Live events and professional sports were meant to be the preserve of broadcasters — no longer. The agreement announced yesterday between Apple and Major League Soccer (MLS), which will lead to the broadcasting of North American league matches on the Apple TV application, confirms the tech giants’ hunger for these two lucrative traditional media outlets.
The deal is a big deal: The computer giant will pay $250 million (about $323 million Canadian dollars) annually to MLS starting in 2023, for a period of ten years, to exclude all regular games, playoffs and most games played by its players. teams in a number of other leagues. Added to this amount is a portion of the subscription fees Apple customers pay to access MLS content on their platforms.
This is also a big data business. Digital platforms such as Apple’s, but also Netflix, Amazon and others are hungry for this information about the consumption habits and behavior of internet users. They know who is watching their video content and when it is viewed the most. Apple, which had unexpected success with its Apple TV+ service featuring the series Ted Lassoset in the world of English football probably has a good idea of when in the week MLS football will draw the most spectators.
Chance? MLS is considering aligning its teams’ schedules starting next season so that they usually play their games on Saturday nights, ideally from 7pm local time. A perhaps innocuous detail seen from the United States, but a headache for a Quebec broadcaster like TVA Sports, which was showing a Montreal Canadiens game at the time, a game that was likely to bring in more revenue.
A good time for CF Montreal
The transition will likely be difficult for TVA. The Montreal broadcaster stated with satisfaction after announcing this agreement between MLS and Apple that it “will damage the enthusiasm and visibility of football in Quebec”.
The transition won’t happen overnight, though, as MLS football will still be televised next year, assures in an interview with the Task CF Montreal President and CEO Gabriel Gervais. “Next year there will definitely be games on TV,” he said.

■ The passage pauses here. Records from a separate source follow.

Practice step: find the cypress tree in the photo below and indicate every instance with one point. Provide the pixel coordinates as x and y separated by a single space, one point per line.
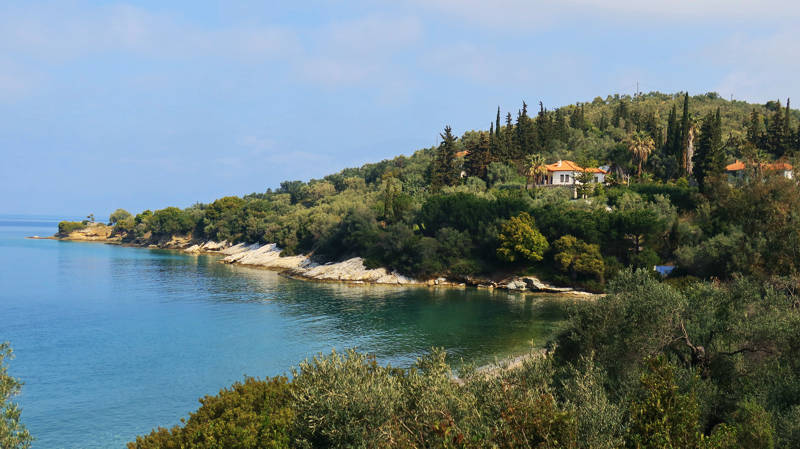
709 158
444 170
776 138
497 125
755 129
685 121
508 138
479 156
672 146
788 137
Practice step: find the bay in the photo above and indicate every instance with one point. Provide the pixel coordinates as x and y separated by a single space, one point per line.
113 341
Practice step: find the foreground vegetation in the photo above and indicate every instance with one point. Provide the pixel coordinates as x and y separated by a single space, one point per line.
706 358
706 365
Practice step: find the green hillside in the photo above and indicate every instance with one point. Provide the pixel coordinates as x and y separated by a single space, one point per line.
470 207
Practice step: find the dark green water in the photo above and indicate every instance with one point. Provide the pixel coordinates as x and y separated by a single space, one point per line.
113 341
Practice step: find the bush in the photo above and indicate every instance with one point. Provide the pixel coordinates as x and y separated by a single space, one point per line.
119 215
521 241
171 221
67 227
13 434
253 414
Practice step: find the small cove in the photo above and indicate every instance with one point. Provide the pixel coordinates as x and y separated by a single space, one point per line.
112 341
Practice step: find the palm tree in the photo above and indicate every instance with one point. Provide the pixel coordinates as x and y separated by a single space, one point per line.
535 167
640 145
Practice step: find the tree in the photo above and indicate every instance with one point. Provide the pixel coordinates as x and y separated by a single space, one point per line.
661 416
478 157
13 434
686 137
777 132
171 221
118 215
535 168
672 145
444 170
497 126
577 257
640 145
521 241
709 159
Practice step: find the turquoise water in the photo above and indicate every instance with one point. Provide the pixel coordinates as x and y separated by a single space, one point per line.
112 341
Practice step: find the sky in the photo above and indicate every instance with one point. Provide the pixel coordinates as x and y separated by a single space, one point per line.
143 105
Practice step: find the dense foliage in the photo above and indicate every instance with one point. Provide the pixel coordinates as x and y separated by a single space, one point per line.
465 209
13 434
647 366
67 227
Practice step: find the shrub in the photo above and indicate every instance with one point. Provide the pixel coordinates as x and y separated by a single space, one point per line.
13 434
521 241
67 227
253 414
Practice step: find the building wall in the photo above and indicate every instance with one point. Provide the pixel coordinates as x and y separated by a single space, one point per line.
563 178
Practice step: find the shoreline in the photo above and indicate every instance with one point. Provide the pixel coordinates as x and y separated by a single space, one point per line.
301 267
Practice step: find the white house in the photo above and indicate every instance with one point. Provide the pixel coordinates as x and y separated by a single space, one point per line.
567 172
738 169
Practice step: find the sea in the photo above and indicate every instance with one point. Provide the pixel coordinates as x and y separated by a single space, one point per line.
112 342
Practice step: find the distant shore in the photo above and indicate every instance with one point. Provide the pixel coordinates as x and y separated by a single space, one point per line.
268 256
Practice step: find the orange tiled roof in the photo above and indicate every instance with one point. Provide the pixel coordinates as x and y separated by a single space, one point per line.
563 166
736 166
739 165
595 170
571 166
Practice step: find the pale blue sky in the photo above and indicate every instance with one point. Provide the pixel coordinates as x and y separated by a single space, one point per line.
149 104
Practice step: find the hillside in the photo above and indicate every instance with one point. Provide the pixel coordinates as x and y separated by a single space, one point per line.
470 207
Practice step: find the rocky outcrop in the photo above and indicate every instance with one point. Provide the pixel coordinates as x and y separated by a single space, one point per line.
534 284
93 232
301 266
350 270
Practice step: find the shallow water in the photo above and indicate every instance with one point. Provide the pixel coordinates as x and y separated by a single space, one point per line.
113 341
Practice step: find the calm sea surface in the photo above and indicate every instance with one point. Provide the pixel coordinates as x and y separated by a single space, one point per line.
114 341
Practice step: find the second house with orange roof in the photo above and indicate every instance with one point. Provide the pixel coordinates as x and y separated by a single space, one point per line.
567 172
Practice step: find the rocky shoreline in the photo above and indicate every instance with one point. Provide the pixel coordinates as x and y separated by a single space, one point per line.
352 270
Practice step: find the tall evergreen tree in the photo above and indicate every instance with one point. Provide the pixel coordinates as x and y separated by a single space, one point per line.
709 158
755 129
508 139
776 132
497 125
685 120
479 156
444 169
672 145
788 135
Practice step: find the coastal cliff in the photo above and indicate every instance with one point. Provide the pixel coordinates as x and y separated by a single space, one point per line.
268 256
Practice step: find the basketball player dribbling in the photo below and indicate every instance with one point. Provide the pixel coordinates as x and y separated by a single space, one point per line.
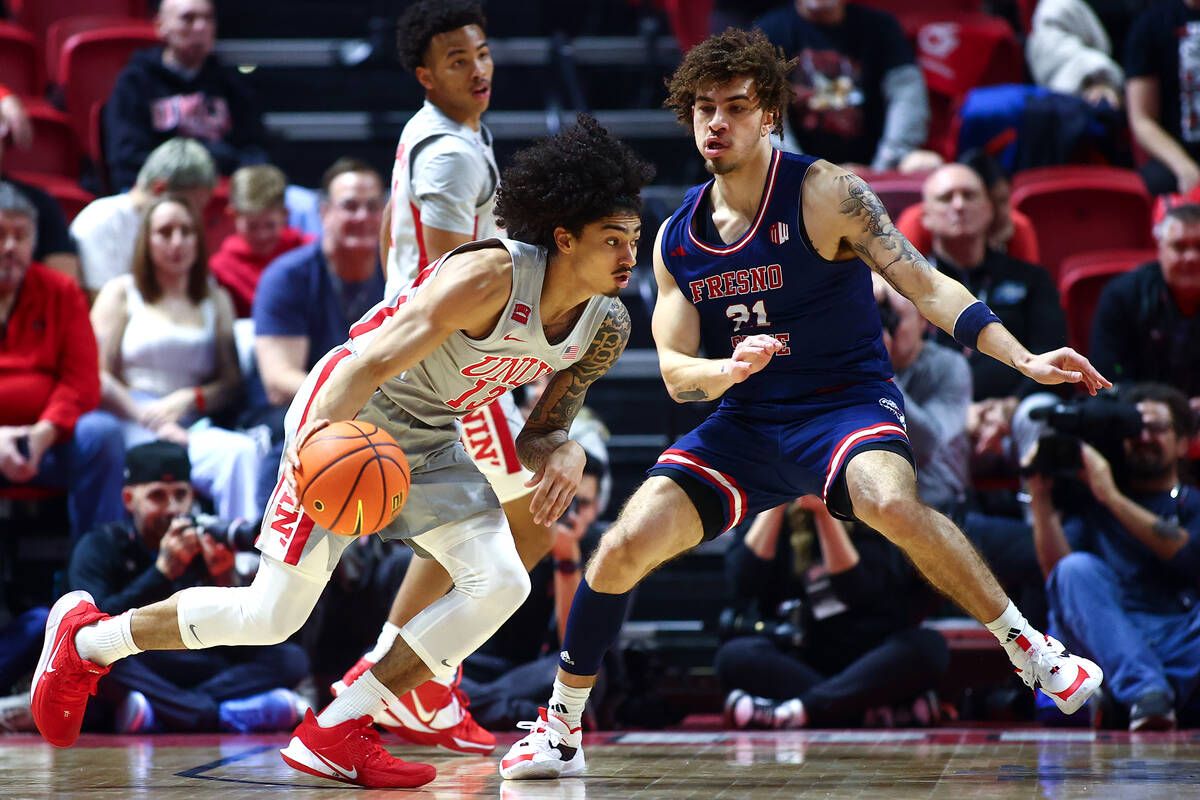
443 192
768 268
477 323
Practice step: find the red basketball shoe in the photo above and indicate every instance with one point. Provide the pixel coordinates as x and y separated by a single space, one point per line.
351 752
64 681
437 715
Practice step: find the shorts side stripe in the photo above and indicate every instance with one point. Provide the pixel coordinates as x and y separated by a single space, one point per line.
300 537
504 434
853 439
723 482
325 372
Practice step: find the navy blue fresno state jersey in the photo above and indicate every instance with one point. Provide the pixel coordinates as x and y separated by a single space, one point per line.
772 281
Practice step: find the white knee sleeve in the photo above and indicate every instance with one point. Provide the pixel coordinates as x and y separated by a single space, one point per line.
270 609
490 583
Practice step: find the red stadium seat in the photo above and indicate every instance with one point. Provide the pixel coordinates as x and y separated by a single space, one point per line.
36 16
71 197
18 60
55 149
1078 209
960 52
58 34
89 65
1081 280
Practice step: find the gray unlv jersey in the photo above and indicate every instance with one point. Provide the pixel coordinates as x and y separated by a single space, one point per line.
474 167
465 373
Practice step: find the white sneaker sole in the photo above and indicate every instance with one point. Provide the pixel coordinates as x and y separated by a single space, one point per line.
60 608
533 770
1085 690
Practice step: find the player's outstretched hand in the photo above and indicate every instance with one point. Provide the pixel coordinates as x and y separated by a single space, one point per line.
1065 366
292 455
557 482
751 355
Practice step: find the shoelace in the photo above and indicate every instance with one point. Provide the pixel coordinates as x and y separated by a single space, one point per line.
461 696
1042 659
371 745
539 726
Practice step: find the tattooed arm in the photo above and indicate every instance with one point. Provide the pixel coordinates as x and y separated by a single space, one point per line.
676 328
543 444
852 221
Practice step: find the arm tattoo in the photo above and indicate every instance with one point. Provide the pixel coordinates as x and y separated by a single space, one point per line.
546 428
882 246
1168 530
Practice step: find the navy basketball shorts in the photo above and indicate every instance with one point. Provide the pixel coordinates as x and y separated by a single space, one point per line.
749 457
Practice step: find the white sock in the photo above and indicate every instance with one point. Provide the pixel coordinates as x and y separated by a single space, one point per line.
791 714
1011 629
1008 625
107 641
383 644
568 702
364 697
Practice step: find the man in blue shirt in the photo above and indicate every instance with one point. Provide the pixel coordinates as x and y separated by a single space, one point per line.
309 298
1123 572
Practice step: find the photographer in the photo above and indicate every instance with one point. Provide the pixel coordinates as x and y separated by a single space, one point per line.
1123 569
156 553
853 642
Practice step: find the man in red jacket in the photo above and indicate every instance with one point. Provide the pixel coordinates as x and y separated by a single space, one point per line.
262 233
49 380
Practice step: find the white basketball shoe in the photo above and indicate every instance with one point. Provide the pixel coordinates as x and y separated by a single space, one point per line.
1065 678
551 750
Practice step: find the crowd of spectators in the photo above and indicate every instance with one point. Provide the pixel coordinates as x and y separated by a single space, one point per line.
123 344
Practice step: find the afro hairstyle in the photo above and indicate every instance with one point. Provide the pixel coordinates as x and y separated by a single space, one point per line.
425 19
568 180
724 56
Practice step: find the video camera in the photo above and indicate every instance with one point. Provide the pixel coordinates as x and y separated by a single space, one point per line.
1102 421
238 535
790 630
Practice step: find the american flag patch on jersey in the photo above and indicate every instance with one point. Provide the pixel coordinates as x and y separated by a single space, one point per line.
778 233
521 312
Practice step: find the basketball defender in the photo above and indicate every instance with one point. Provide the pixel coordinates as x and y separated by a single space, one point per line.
477 323
443 194
768 268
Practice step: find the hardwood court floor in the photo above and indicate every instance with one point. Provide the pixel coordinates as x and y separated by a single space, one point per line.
946 763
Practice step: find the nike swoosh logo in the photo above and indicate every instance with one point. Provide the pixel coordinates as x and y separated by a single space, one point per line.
424 715
348 774
49 665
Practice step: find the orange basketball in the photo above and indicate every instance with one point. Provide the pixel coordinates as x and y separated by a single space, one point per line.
353 477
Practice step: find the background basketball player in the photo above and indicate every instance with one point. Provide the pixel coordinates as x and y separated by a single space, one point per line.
443 196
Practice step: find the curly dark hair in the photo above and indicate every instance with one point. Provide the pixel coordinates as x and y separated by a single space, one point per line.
724 56
425 19
569 180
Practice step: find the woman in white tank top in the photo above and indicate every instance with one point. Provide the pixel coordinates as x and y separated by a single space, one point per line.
168 356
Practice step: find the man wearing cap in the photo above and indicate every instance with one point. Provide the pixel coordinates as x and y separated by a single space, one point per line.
155 553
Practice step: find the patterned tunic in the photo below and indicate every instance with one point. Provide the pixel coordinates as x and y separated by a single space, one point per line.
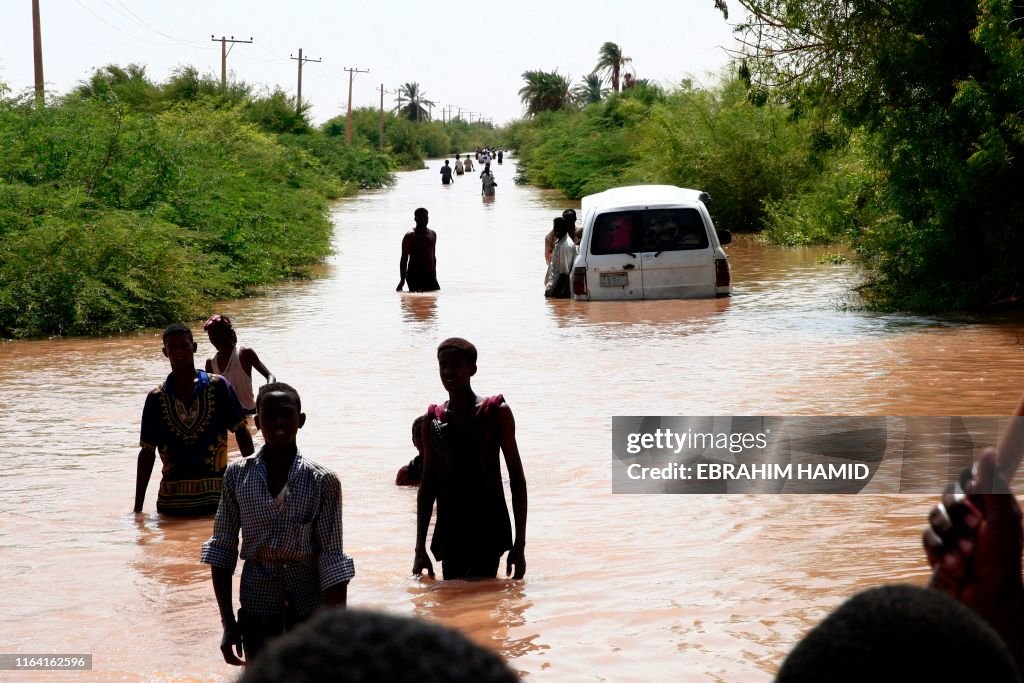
192 441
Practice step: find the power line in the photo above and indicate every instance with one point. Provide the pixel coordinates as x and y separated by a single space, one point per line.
130 35
223 54
348 119
301 59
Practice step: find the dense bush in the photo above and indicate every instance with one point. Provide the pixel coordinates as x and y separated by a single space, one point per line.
711 139
127 205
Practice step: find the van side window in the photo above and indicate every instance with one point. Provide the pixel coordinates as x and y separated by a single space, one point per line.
614 232
648 230
672 229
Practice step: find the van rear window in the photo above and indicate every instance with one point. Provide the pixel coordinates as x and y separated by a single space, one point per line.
646 230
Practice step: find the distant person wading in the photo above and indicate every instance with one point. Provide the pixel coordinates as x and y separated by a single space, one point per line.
418 266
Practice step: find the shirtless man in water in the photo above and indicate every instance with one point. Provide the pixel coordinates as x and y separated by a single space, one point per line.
419 264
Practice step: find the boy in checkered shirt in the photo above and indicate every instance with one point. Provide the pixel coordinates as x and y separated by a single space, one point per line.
288 509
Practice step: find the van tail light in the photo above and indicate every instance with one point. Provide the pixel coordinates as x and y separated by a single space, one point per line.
722 275
580 281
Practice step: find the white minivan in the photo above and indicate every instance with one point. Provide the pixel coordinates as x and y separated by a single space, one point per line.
649 242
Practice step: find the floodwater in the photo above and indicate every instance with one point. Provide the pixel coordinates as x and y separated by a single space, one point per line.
617 588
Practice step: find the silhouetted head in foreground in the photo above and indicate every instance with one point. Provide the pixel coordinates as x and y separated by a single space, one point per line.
361 647
899 633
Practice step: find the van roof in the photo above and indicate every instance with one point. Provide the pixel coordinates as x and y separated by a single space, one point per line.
641 196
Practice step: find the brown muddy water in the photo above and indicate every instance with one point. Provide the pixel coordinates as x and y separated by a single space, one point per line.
617 588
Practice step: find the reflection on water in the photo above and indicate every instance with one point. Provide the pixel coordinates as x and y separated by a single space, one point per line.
419 307
617 587
492 613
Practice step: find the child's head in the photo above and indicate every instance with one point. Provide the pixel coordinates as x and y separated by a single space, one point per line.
418 433
456 363
421 217
221 332
279 414
177 329
561 227
179 347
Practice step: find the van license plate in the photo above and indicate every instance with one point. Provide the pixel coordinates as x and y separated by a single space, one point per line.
614 280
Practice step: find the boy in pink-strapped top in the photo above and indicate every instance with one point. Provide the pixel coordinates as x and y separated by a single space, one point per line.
462 472
232 361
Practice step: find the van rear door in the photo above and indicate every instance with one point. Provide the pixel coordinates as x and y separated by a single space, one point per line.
676 254
612 259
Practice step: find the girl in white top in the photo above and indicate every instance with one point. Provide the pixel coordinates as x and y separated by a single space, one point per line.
233 361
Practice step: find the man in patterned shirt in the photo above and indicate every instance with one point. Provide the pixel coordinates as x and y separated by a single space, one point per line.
289 511
187 418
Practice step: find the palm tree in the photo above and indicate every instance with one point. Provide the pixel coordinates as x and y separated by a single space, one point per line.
590 90
609 62
416 110
545 91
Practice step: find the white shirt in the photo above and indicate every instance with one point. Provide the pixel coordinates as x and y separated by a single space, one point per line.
561 260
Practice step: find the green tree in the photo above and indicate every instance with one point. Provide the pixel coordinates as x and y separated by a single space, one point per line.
416 109
936 86
590 90
128 84
609 62
545 91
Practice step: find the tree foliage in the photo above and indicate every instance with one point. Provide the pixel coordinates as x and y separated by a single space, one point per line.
129 204
590 90
544 91
936 89
610 61
416 107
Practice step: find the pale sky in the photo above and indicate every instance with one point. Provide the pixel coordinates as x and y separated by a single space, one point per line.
470 54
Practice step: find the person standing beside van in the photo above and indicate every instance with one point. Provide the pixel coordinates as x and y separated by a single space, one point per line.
446 174
557 285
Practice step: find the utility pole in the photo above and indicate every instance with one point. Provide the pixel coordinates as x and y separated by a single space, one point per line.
37 52
381 131
348 120
223 54
300 58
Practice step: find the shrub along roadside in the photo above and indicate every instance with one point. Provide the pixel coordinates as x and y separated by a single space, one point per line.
119 213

The big boss of the local team in MLS indicates that it is only necessary to find the right broadcaster as the contract has to be renegotiated. Bell (owner of the RDS station) and TVA would both be interested.
Unsurprisingly, CF Montreal management is delighted with the announcement of the MLS. “I absolutely love it as an agreement,” said Gabriel Gervais. “We can now say at CF Montreal that we count Apple among our partners. It is the largest company on the stock exchange. †
A partner who has just highlighted the transition that has been taking place within the Football Club for several months: new name, new logos, new boss… new global digital channel. lark! “It is still the right time for this transition,” said Mr. Gervais. The CF is looking for young amateurs already accustomed to digital, at a time when the enthusiasm for sport will only increase, thanks in particular to the arrival of the World Cup in North American soil in 2026, a significant detail.
A strong trend
The agreement between Apple and the MLS isn’t the first of its kind, recalls Suzanne Lortie, a professor of strategy at the University of Quebec’s School of Media in Montreal. “There is a general trend within professional sports leagues and teams to reclaim their brand,” she says. “They want to become their own media, manage their brand themselves. †
The English Premier League has recently switched online channels and will be available from Canada via the FuboTV app instead of DAZN. Amazon and its Prime Video service recently got their hands on NFL football games. Netflix is also starting to take an interest in live events and, if it weren’t for professional sports, could at least watch the live broadcast of high-profile events. Netflix is also not far from F1 with its popular series Formula 1. Drivers of their fate †Formula 1: Drive to survive†
In North America, the football market is currently underused by the traditional media, adds Suzanne Lortie. Football fans are younger and more connected than hockey or American football fans. “Football is a matter of… stream she adds.
Seeing foreign digital giants tackling this lucrative niche will further weaken Canada’s media ecosystem, Suzanne Lortie believes. According to her, we will see more and more sports events exclusively for online broadcasting, all sports combined. Digital platforms will collect audience data and better target their ads.
Such an agreement could have an unexpected political impact. Until now, the federal government’s Bill C-11 has presented itself as a means of preserving Canadian culture, be it in music, television or film. It will likely be necessary to question the place of sports broadcasting in this equation, the Montreal college professor concludes.